Erano arrivati gli Alleati. Noi eravamo euforici perché erano stati cacciati i nazisti e con essi erano spariti i fascisti, ma non definitivamente come avemmo modo di accorgerci fin troppo presto.

La vita del quartiere cambiò, c’erano molti più ragazzi per le strade perché non avevano più paura dei rastrellamenti tedeschi. Si poteva di nuovo girare per le strade ed esprimere la propria opinione. A Ponte Milvio venne aperta una sezione del Partito Comunista: mi presentai per un lavoro e mi assunsero come dattilografa. Cominciò un’attività nuova per me fatta di riunioni, discussioni, di conoscenza. Non sapevo molto sull’attività del partito, per me era un mondo tutto da scoprire. Avevamo un responsabile di sezione che correggeva quello che scrivevamo, senza modificarne il contenuto, ma aiutandoci a correggere la sintassi.

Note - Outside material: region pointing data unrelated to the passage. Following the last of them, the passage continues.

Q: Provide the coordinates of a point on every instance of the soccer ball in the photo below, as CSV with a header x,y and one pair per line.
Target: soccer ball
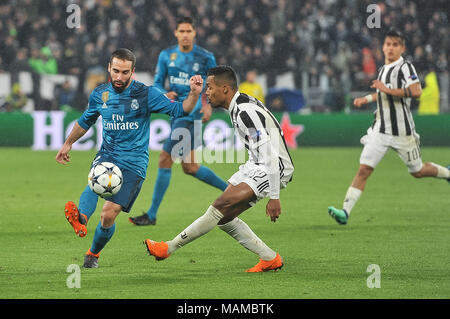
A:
x,y
105,179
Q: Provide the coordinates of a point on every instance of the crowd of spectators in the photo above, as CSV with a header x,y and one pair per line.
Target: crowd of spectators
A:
x,y
329,40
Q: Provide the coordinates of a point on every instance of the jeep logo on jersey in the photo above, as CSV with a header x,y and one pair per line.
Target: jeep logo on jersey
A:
x,y
134,104
196,67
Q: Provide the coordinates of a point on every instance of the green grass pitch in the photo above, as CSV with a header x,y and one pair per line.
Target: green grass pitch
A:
x,y
400,224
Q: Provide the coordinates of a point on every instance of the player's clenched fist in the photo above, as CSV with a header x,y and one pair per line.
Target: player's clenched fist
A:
x,y
196,83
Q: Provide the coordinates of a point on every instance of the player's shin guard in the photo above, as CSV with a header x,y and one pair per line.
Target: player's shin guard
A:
x,y
351,198
101,237
199,227
240,231
161,185
208,176
88,202
442,172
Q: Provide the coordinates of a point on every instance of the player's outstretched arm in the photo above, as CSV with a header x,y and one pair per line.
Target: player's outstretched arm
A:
x,y
63,154
414,90
273,209
196,83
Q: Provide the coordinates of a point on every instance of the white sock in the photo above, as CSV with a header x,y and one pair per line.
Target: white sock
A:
x,y
240,231
443,172
199,227
351,198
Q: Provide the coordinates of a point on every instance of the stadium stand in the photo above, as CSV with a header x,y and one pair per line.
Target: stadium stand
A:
x,y
323,48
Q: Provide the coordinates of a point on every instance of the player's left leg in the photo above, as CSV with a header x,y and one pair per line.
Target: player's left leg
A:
x,y
103,233
201,172
122,201
372,153
411,155
225,211
431,169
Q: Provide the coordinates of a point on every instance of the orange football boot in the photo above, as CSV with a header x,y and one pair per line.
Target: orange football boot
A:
x,y
157,249
266,265
77,220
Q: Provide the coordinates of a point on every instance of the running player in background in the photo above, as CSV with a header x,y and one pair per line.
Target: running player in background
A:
x,y
178,63
268,169
393,127
130,102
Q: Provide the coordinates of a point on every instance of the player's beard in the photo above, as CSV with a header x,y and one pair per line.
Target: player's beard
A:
x,y
120,89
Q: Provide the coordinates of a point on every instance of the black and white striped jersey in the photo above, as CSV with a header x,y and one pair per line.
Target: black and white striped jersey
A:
x,y
393,115
260,133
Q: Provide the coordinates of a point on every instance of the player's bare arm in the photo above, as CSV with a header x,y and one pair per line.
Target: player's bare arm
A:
x,y
414,90
63,154
206,110
360,101
172,95
273,209
196,84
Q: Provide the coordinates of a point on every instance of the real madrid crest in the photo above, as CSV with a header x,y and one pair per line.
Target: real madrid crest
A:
x,y
105,97
134,104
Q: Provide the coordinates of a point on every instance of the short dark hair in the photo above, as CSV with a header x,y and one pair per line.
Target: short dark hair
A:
x,y
224,73
185,20
395,33
124,54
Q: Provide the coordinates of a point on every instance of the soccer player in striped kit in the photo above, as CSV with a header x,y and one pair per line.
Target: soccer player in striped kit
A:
x,y
268,170
397,83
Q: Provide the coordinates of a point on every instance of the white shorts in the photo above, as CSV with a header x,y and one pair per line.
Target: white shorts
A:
x,y
257,178
377,144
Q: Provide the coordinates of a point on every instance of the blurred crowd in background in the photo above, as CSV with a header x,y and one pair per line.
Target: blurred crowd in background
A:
x,y
323,44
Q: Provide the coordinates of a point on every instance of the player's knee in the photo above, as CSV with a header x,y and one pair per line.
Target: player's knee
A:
x,y
420,173
224,204
364,171
189,168
107,219
109,214
165,161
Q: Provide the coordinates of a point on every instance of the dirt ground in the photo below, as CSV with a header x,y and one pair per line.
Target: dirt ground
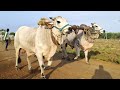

Con il capo sezione andavo a fare i comizi volanti, ancora con scarsa preparazione, ma stavo imparando. Partivamo con un tavolino pieghevole, si decideva dove fermarsi e iniziavamo a parlare. Chissà dove trovavo il coraggio, ma allora, anche se sapevo poco di politica, mi piaceva restituire quello che avevo imparato. Trovavo però un certo imbarazzo da parte dei dirigenti alle mie domande, ad esempio quando chiesi perché la Russia era un modello se c’era la dittatura.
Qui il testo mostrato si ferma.